The Court must also address the assessment of the $505 appellate filing fee if Fields nevertheless appeals the dismissal of this case. A certification that an appeal is not taken in good faith does not affect an indigent prisoner plaintiff's ability to take advantage of the installment procedures contained in § 1915(b). See McGore v. Wrigglesworth, 114 F.3d 601, 610-11 (6th Cir. 1997), partially overruled on other grounds by LaFountain, 716 F.3d at 951. McGore sets out specific procedures for implementing the PLRA, §§ 1915(a)-(b). Therefore, Fields is instructed that if he wishes to take advantage of the installment procedures for paying the appellate filing fee, he must comply with the procedures set out in the PLRA and McGore by filing an updated in forma pauperis affidavit and a current, certified copy of his inmate trust account for the six months immediately preceding the filing of the notice of appeal.

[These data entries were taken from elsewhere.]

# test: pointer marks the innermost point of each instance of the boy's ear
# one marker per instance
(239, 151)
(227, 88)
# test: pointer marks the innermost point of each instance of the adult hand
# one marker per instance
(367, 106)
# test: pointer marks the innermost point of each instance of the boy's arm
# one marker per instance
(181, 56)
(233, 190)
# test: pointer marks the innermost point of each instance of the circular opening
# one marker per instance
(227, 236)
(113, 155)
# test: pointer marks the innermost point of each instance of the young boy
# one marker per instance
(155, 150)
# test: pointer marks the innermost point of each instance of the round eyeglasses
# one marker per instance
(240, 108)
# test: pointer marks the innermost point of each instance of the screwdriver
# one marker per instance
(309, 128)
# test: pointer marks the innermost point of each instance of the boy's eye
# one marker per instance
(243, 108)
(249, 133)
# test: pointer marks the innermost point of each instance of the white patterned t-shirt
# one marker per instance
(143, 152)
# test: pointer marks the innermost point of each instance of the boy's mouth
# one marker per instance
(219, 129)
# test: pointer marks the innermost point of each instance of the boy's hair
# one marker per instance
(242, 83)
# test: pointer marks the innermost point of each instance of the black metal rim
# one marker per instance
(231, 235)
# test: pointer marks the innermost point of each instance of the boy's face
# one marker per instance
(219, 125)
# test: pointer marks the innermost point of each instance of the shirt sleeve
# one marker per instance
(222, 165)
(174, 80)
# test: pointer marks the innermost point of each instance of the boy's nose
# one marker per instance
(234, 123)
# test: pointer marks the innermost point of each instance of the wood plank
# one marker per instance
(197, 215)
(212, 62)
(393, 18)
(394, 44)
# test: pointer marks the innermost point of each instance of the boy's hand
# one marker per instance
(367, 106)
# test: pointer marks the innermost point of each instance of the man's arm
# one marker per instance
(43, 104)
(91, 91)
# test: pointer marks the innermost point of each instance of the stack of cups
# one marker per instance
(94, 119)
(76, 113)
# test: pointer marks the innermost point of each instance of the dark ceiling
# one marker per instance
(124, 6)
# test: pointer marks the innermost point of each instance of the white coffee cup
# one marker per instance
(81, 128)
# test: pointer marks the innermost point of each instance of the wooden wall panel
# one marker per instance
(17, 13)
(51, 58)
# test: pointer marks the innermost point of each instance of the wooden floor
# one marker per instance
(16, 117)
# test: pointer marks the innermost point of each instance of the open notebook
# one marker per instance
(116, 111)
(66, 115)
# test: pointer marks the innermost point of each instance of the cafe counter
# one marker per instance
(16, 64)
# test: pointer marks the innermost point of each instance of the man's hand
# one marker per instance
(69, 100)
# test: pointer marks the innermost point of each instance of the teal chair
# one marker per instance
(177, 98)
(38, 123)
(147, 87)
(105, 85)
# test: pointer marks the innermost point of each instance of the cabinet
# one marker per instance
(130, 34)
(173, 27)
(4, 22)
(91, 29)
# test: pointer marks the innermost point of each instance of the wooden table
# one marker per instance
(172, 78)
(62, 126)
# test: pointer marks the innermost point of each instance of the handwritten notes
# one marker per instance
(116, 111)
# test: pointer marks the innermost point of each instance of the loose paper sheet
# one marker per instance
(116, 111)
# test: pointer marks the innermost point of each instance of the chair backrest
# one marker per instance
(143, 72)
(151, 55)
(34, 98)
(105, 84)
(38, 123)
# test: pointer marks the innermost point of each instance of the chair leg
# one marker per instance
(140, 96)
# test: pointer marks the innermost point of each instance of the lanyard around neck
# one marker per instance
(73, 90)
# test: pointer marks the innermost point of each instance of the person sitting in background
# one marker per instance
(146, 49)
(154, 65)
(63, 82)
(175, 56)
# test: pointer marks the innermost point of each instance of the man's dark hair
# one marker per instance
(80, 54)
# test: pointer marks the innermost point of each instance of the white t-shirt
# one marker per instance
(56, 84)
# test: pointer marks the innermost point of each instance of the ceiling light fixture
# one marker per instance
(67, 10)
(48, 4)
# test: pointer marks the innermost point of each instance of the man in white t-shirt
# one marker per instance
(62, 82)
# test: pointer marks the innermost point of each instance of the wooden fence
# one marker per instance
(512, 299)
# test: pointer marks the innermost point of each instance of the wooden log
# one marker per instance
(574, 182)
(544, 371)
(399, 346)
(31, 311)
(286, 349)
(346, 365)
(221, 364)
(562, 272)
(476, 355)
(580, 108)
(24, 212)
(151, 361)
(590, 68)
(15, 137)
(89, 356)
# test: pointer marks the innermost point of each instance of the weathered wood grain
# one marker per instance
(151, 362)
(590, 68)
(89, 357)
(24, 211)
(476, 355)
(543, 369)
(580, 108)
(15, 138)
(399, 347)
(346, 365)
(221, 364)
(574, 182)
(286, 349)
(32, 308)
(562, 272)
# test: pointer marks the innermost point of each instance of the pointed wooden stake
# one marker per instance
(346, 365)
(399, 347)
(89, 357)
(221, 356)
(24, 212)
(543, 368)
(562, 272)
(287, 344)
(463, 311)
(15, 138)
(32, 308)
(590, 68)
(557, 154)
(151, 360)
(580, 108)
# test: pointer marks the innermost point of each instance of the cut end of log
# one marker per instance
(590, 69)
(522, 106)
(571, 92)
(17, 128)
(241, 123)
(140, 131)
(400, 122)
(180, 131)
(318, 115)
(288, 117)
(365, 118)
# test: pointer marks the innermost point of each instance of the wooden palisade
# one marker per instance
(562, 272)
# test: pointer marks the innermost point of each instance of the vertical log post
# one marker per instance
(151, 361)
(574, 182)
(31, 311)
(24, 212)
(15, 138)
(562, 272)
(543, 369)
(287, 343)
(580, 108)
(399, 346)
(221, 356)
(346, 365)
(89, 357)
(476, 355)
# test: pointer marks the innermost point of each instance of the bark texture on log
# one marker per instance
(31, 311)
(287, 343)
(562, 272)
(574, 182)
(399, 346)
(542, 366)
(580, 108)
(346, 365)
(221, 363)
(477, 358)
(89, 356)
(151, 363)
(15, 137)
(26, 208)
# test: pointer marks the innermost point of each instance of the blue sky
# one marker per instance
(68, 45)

For analysis under 28 U.S.C. § 1915(g) of future filings, if any, by Fields, this is the first dismissal of one of his cases as frivolous or for failure to state a claim. This strike shall take effect when judgment is entered. See Coleman v. Tollefson, 135 S. Ct. 1759, 1763-64 (2015).
The Clerk is directed to prepare a judgment. IT IS SO ORDERED.